RELIGIONI, LA MEDITAZIONE
DI DON GIOVANNI MILANI
NELLA 13ª DOMENICA
DOPO PENTECOSTE

Nel brano che ci è proposta, credo dobbiamo anzitutto ammirare, la grandezza del Signore, che è messa in risalto da tutto quanto il testo, soprattutto, è tema forte – lo segnala la fede umile del deuteragonista centurione – la potenza della “parola” del Figlio di Dio, Gesù, che opera il prodigio della vita (dare vita è la prima caratteristica di Dio, e le guarigioni del Signore Gesù ne sono dritto segno per chi voglia intendere, non tanto di capacità terapeutica, ma divina).

Se grande tema di questo insegnamento è indubbiamente l’esempio di fede di quest’uomo pagano, poi con la possibile riflessione sull’apertura a questi di Gesù, pur inviato “alle pecore perdute d’Israele”; mi colpisce, fin m’affascina, la figura di quest’uomo dal punto di vista – certo più basso – della sua squisita disponibilità umana.
Mi colpisce la sua finezza, non solo quella formale del pagano che non vuole, l’ebreo Gesù, si contamini al suo contatto secondo le legalità correnti (pur certo violate dagli “anziani dei Giudei” che, incontrato lui, si avvicinano al Signore).
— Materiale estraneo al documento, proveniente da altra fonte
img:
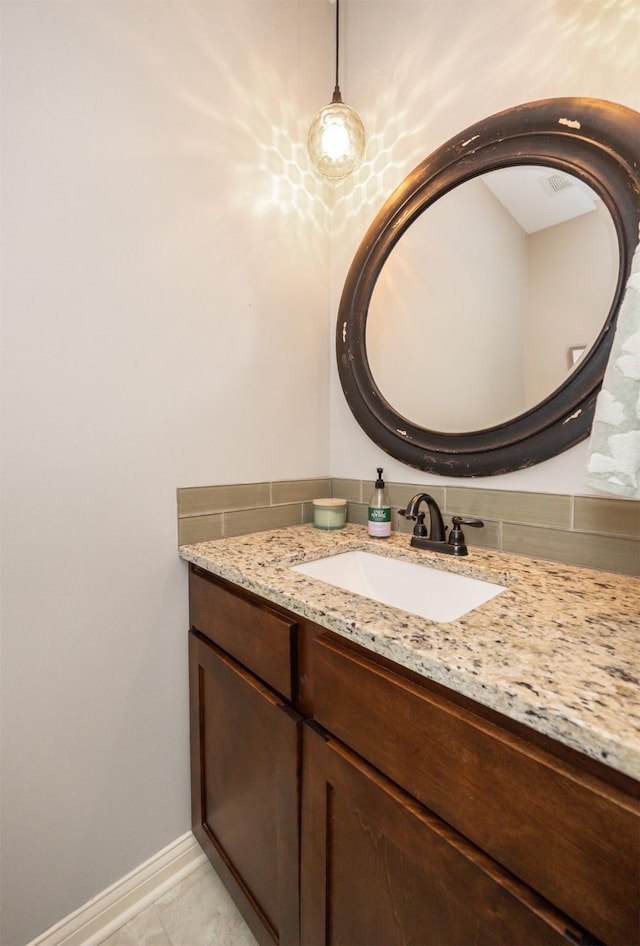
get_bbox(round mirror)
[365,165,619,432]
[337,99,640,476]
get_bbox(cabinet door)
[189,631,300,943]
[301,725,580,946]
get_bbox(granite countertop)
[180,525,640,778]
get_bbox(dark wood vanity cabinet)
[302,634,640,946]
[190,566,640,946]
[301,726,579,946]
[189,572,300,944]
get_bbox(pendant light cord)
[331,0,342,102]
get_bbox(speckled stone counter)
[180,525,640,778]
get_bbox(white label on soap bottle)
[368,506,391,539]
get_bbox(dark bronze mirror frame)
[336,98,640,476]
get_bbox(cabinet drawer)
[313,637,640,944]
[189,568,296,700]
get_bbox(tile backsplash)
[178,477,640,575]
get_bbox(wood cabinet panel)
[313,636,640,944]
[189,568,296,700]
[301,725,581,946]
[189,631,300,944]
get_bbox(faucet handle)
[447,516,484,555]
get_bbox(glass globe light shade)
[307,95,365,180]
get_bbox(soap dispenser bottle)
[367,466,391,539]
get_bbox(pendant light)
[307,0,365,180]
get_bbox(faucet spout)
[398,493,484,556]
[398,493,446,542]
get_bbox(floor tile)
[101,904,171,946]
[154,864,256,946]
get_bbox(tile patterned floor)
[100,864,256,946]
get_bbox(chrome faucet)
[398,493,484,555]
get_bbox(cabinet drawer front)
[189,569,296,700]
[313,637,640,943]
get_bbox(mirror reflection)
[366,165,619,432]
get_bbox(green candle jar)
[313,499,347,529]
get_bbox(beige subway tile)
[331,476,362,503]
[271,476,331,504]
[502,523,640,575]
[178,513,222,545]
[446,486,571,529]
[573,496,640,540]
[223,503,302,538]
[178,483,270,517]
[347,502,368,526]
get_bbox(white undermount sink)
[292,551,506,622]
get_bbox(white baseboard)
[28,831,206,946]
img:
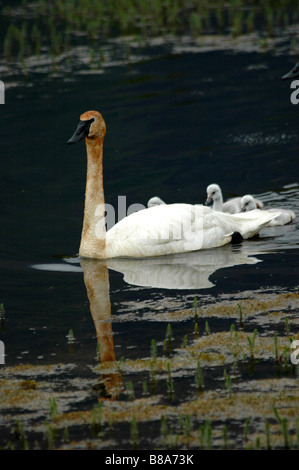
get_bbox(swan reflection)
[32,245,260,399]
[106,245,260,290]
[33,245,260,290]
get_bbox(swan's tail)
[231,209,280,239]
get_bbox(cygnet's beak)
[281,62,299,80]
[67,118,94,144]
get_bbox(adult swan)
[68,111,278,259]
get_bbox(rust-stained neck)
[79,135,106,258]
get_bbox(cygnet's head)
[206,184,222,204]
[68,111,106,144]
[147,196,165,207]
[281,62,299,80]
[241,194,256,212]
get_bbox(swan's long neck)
[213,194,223,212]
[79,138,106,258]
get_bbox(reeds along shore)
[1,0,299,61]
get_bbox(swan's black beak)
[67,118,94,144]
[281,62,299,80]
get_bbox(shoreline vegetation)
[1,0,299,66]
[0,292,299,451]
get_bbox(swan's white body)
[68,111,277,259]
[147,196,165,207]
[241,194,296,227]
[106,204,277,258]
[206,184,263,214]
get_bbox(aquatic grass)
[265,419,271,450]
[222,426,228,450]
[274,332,278,362]
[13,419,29,450]
[49,397,58,420]
[167,362,174,402]
[131,416,138,450]
[223,369,232,397]
[184,415,192,448]
[205,320,211,336]
[237,303,244,330]
[126,380,135,400]
[90,402,103,438]
[244,418,250,443]
[285,317,290,335]
[196,361,204,393]
[199,419,212,450]
[0,303,5,333]
[151,339,157,360]
[247,328,257,358]
[164,323,173,355]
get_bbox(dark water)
[0,41,299,448]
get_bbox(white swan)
[68,111,282,259]
[147,196,166,207]
[206,184,263,214]
[241,194,296,227]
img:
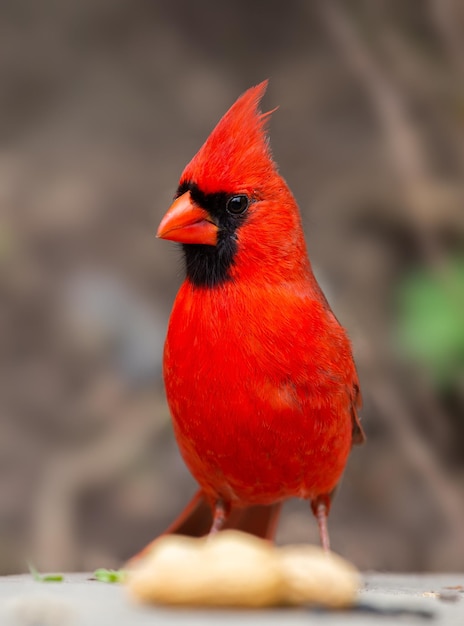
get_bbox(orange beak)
[156,191,218,246]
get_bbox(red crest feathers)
[180,80,276,193]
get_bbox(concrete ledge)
[0,573,464,626]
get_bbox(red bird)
[137,81,364,549]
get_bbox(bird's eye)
[226,195,249,215]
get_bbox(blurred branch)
[33,382,167,570]
[369,377,464,546]
[317,0,442,267]
[428,0,464,73]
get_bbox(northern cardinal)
[136,81,364,560]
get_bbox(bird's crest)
[180,80,276,193]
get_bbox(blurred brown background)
[0,0,464,574]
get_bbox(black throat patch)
[176,182,246,288]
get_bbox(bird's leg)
[209,500,230,536]
[311,495,330,552]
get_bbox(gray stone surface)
[0,573,464,626]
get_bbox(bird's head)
[157,81,309,287]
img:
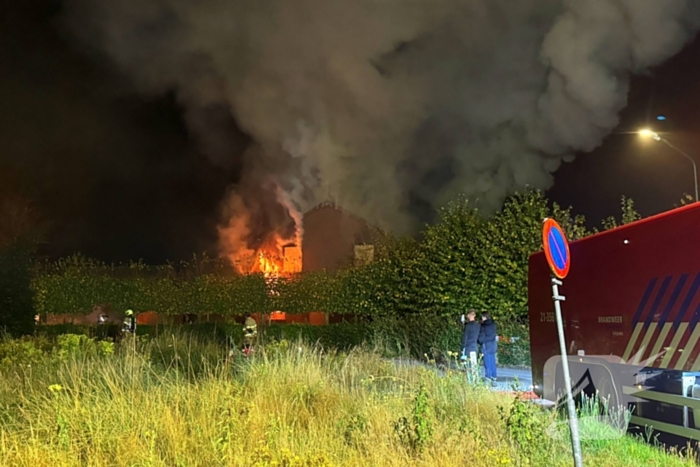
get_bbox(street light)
[639,128,698,202]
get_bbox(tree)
[0,185,45,334]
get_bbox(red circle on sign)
[542,219,571,279]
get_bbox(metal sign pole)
[552,277,583,467]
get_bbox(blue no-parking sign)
[542,219,571,279]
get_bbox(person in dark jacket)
[478,313,498,382]
[462,310,481,379]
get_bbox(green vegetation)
[32,190,639,322]
[0,334,694,467]
[16,190,639,365]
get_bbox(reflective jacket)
[479,319,498,354]
[243,318,258,337]
[462,321,481,355]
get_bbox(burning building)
[231,204,374,277]
[223,203,374,324]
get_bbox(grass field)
[0,337,695,467]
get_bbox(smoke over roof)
[64,0,700,256]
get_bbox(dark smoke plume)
[58,0,700,260]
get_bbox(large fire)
[251,250,282,279]
[230,235,301,279]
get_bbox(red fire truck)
[528,203,700,441]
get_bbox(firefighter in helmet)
[122,309,136,335]
[243,313,258,354]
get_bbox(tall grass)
[0,336,693,467]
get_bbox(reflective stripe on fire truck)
[622,323,644,361]
[630,323,656,365]
[675,326,700,370]
[651,323,673,366]
[622,386,700,440]
[661,323,688,368]
[630,415,700,441]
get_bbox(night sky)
[0,0,700,263]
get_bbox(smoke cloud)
[60,0,700,260]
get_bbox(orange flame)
[258,251,280,279]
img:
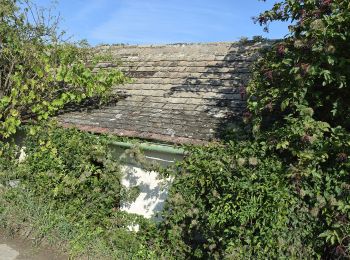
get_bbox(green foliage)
[0,125,154,259]
[160,141,317,259]
[0,0,126,139]
[156,0,350,259]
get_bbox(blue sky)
[34,0,288,45]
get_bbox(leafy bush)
[156,142,316,259]
[0,124,157,259]
[0,0,126,140]
[156,0,350,259]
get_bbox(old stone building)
[60,42,266,143]
[59,42,268,219]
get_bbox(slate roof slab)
[59,42,266,143]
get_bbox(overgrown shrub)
[0,0,126,140]
[156,0,350,259]
[0,124,157,259]
[160,142,317,259]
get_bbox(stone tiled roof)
[59,42,270,143]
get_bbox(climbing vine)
[0,0,126,139]
[156,0,350,259]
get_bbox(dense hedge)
[155,0,350,259]
[0,125,156,259]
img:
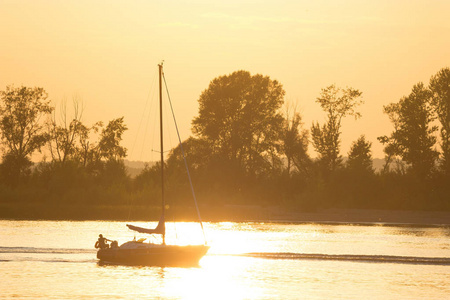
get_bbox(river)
[0,220,450,299]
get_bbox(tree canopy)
[192,71,285,172]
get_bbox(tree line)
[0,68,450,217]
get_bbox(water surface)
[0,221,450,299]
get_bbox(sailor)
[95,234,111,249]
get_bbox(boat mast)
[158,63,166,245]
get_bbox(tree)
[0,86,53,179]
[429,68,450,174]
[379,83,438,178]
[281,105,310,176]
[48,100,84,165]
[311,84,363,172]
[193,71,285,173]
[347,135,374,174]
[98,117,128,161]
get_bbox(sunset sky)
[0,0,450,160]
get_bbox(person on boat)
[95,234,112,249]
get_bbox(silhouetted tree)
[347,135,374,173]
[379,83,438,178]
[98,117,128,161]
[0,86,53,181]
[192,71,285,173]
[429,68,450,174]
[311,84,363,172]
[48,100,84,165]
[281,106,310,175]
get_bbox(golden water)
[0,220,450,299]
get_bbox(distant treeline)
[0,68,450,219]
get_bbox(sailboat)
[97,63,209,266]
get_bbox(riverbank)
[0,203,450,226]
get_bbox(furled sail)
[127,215,166,234]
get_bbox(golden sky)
[0,0,450,160]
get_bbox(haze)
[0,0,450,160]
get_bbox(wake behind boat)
[96,63,209,266]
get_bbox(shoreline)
[0,203,450,227]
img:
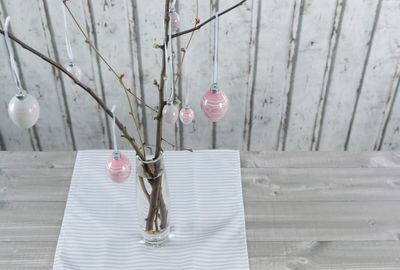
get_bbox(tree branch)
[172,0,246,38]
[0,29,144,160]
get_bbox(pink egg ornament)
[179,106,194,125]
[106,151,132,183]
[169,9,181,32]
[8,94,40,128]
[200,87,229,122]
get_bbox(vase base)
[142,226,169,246]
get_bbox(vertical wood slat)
[282,0,338,150]
[3,0,73,150]
[347,0,400,150]
[178,0,214,149]
[318,0,378,151]
[310,0,346,151]
[0,0,400,150]
[216,0,253,149]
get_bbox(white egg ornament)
[163,101,179,124]
[8,93,40,128]
[66,62,82,83]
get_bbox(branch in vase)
[63,1,146,158]
[172,0,246,38]
[0,29,144,158]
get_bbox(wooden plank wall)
[0,0,400,151]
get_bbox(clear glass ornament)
[200,84,229,122]
[163,101,179,124]
[179,106,194,125]
[169,9,181,32]
[66,62,82,83]
[136,152,171,245]
[8,93,40,128]
[106,151,132,183]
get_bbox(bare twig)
[172,0,246,38]
[63,1,146,159]
[170,0,200,96]
[0,29,144,159]
[162,138,193,152]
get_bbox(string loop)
[111,104,118,152]
[4,16,23,95]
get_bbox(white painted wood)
[217,0,252,150]
[348,0,400,150]
[319,0,378,151]
[0,152,400,270]
[282,0,340,150]
[45,1,108,149]
[0,0,400,151]
[248,1,300,150]
[0,5,35,150]
[3,0,73,150]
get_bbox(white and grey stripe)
[54,150,248,270]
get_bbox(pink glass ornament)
[200,90,229,122]
[8,94,40,128]
[106,151,132,183]
[66,62,82,83]
[163,101,179,124]
[179,107,194,125]
[169,10,181,31]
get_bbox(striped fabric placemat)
[54,150,249,270]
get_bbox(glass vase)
[136,152,169,245]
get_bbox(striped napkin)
[54,150,249,270]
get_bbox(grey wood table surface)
[0,152,400,270]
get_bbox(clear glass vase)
[136,153,169,245]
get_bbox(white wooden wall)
[0,0,400,151]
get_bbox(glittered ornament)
[163,101,179,124]
[179,107,194,125]
[106,151,132,183]
[200,84,229,122]
[169,9,181,32]
[66,62,82,81]
[8,93,40,128]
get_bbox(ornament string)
[111,104,118,152]
[168,16,175,100]
[4,16,23,95]
[214,12,219,86]
[61,3,74,63]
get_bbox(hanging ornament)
[106,105,132,183]
[61,3,82,83]
[163,21,179,124]
[200,13,229,122]
[169,0,181,32]
[4,17,40,128]
[179,81,194,125]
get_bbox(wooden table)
[0,152,400,270]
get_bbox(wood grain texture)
[0,152,400,270]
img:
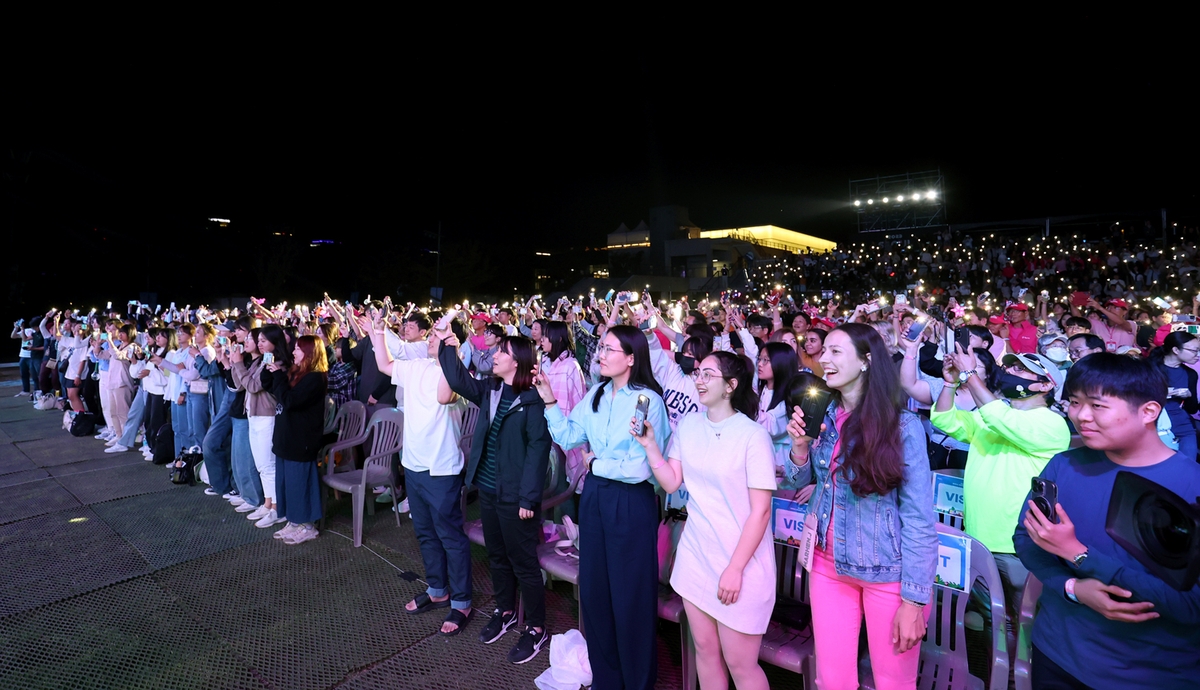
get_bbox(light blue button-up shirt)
[546,382,671,484]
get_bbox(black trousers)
[580,474,659,690]
[479,490,546,629]
[1030,647,1092,690]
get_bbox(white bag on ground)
[533,630,592,690]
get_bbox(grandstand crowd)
[12,228,1200,690]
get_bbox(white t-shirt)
[391,355,467,476]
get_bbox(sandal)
[404,592,450,616]
[438,609,475,637]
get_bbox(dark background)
[0,24,1200,349]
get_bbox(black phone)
[787,385,833,438]
[634,395,650,436]
[1030,476,1058,523]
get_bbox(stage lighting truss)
[850,170,947,233]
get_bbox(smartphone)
[787,385,833,438]
[1030,476,1058,523]
[634,395,650,436]
[905,314,932,341]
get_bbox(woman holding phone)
[536,325,671,689]
[633,352,772,690]
[787,323,937,690]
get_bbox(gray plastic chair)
[320,407,404,546]
[758,544,814,688]
[854,524,1008,690]
[317,400,367,474]
[1013,572,1042,690]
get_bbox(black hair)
[1150,331,1196,364]
[539,319,575,361]
[1067,334,1105,354]
[258,324,292,367]
[755,343,800,409]
[592,325,662,412]
[708,346,758,419]
[1062,352,1166,408]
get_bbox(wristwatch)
[1070,550,1087,568]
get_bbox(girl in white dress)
[634,352,775,690]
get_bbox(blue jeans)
[228,417,263,508]
[116,386,150,448]
[200,395,234,494]
[170,401,196,457]
[408,468,470,611]
[187,391,212,445]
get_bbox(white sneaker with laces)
[254,508,287,528]
[283,524,318,546]
[246,503,271,522]
[271,522,300,539]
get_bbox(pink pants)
[809,548,929,690]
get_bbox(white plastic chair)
[320,407,404,547]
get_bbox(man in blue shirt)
[1013,353,1200,689]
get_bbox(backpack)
[71,412,96,438]
[168,445,204,485]
[154,424,175,464]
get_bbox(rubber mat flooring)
[0,382,800,690]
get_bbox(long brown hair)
[830,324,904,497]
[288,336,329,385]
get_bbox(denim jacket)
[787,406,937,604]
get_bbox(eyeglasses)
[691,368,725,383]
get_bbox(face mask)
[1046,347,1070,362]
[676,352,696,376]
[996,371,1049,400]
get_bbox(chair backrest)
[334,400,367,440]
[364,407,404,468]
[325,395,337,433]
[1013,572,1042,690]
[920,524,1008,689]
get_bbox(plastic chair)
[317,400,367,474]
[320,407,404,547]
[1013,572,1042,690]
[859,524,1008,690]
[758,544,814,688]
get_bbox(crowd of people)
[12,228,1200,689]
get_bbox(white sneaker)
[271,522,300,539]
[282,524,319,546]
[246,503,271,522]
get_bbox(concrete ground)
[0,368,800,690]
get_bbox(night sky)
[2,34,1200,316]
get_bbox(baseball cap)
[1001,353,1067,400]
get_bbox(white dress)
[667,413,775,635]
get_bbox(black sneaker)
[479,608,517,644]
[509,628,550,664]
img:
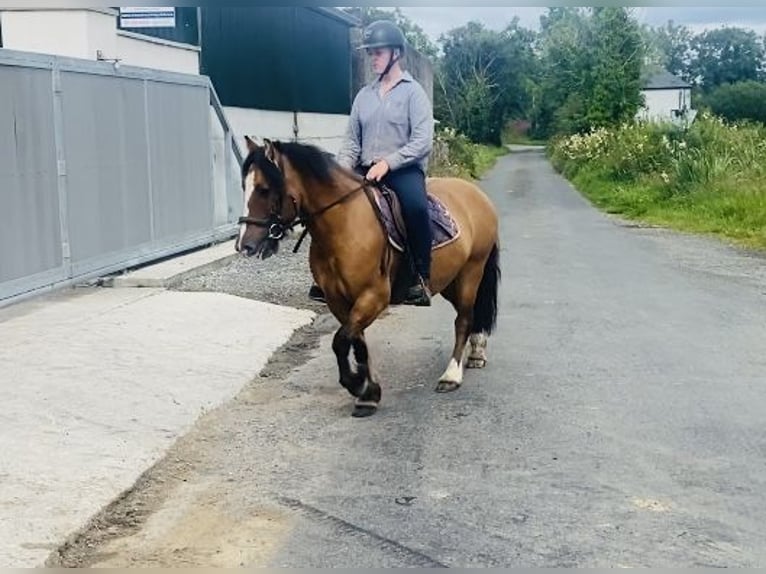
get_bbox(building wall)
[224,106,348,154]
[201,4,351,114]
[639,88,691,120]
[1,8,199,74]
[0,10,95,59]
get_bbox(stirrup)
[309,284,327,303]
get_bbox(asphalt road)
[51,151,766,567]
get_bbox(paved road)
[51,151,766,567]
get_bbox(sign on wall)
[120,6,176,28]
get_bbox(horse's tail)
[471,243,500,335]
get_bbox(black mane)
[242,141,361,189]
[274,142,339,185]
[242,147,285,191]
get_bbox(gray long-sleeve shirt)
[337,72,434,172]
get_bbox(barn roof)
[309,6,361,27]
[643,70,691,90]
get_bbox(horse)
[235,136,500,417]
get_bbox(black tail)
[471,243,500,335]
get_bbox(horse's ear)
[263,138,277,165]
[245,136,258,151]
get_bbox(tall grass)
[428,127,508,179]
[548,115,766,249]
È uomo d’armi – per definizione d’immagine, diremmo rude – pure le azioni citate dal testo, son tutte di squisita delicata umanità. Gli anziani invocano da Gesù intervento perché “è degno” (vero, la traduzione dice: “merita”, ma il testo gioca un contrasto: Ἄξιός ἐστιν: è degno) e il merito (o dignità) è d’avere costruito lui la sinagoga (per gente di cui aveva cura, pur a lui religiosamente estranea).

Mi piace poi la finezza del suo lessico (ancor qui si coglie solo nel testo originale) tra il suo parlare e quello presumibile degli inviati: la narrazione parla di uno schiavo: δοῦλος ma lui usa parola più tenue, delicata, forse affettuosa, dice: il mio ragazzo (ὁ παῖς μου). La sua fede può pur avere anche alcunché della rigidità militare, ma quanto è luminosa per noi: fede nella parola; basta un ordine di Gesù, come quelli che usa impartire lui (eppure nota umilmente il suo esser, prima, anche subalterno) e il Signore rimarca per noi.

Certo – ripeto – la pagina ci annuncia anzitutto Gesù, la sua grandezza misericorde, la potenza divina della sua parola: questo teniamo bene presente; è però utile pensiero di riflessione, – a me pare – dare sguardo a questa umanità con le sue caratteristiche di sensibilità umana e di sommissione umile.
Un militare lo immaginiamo facilmente di rigoroso tenore formale più che di così delicata ed attenta sensibilità umana (prima alla gente, pur da lui diversa, e poi al rigore della tradizione che riserva per Gesù). Mi piace, ma forse il suggerimento è già sotteso alla pagina di Luca, leggere quest’umanità previa alla fede.

Forse è bene anche per noi, vedere (in noi e negli altri) come il coltivare buon tratto ed attenzione al prossimo, non sia solo precetto cui ottemperare in ossequio divino, ma – da un lato – affinamento della persona – dall’altro – lui stesso appello alla fede: già avvicinarci al Signore.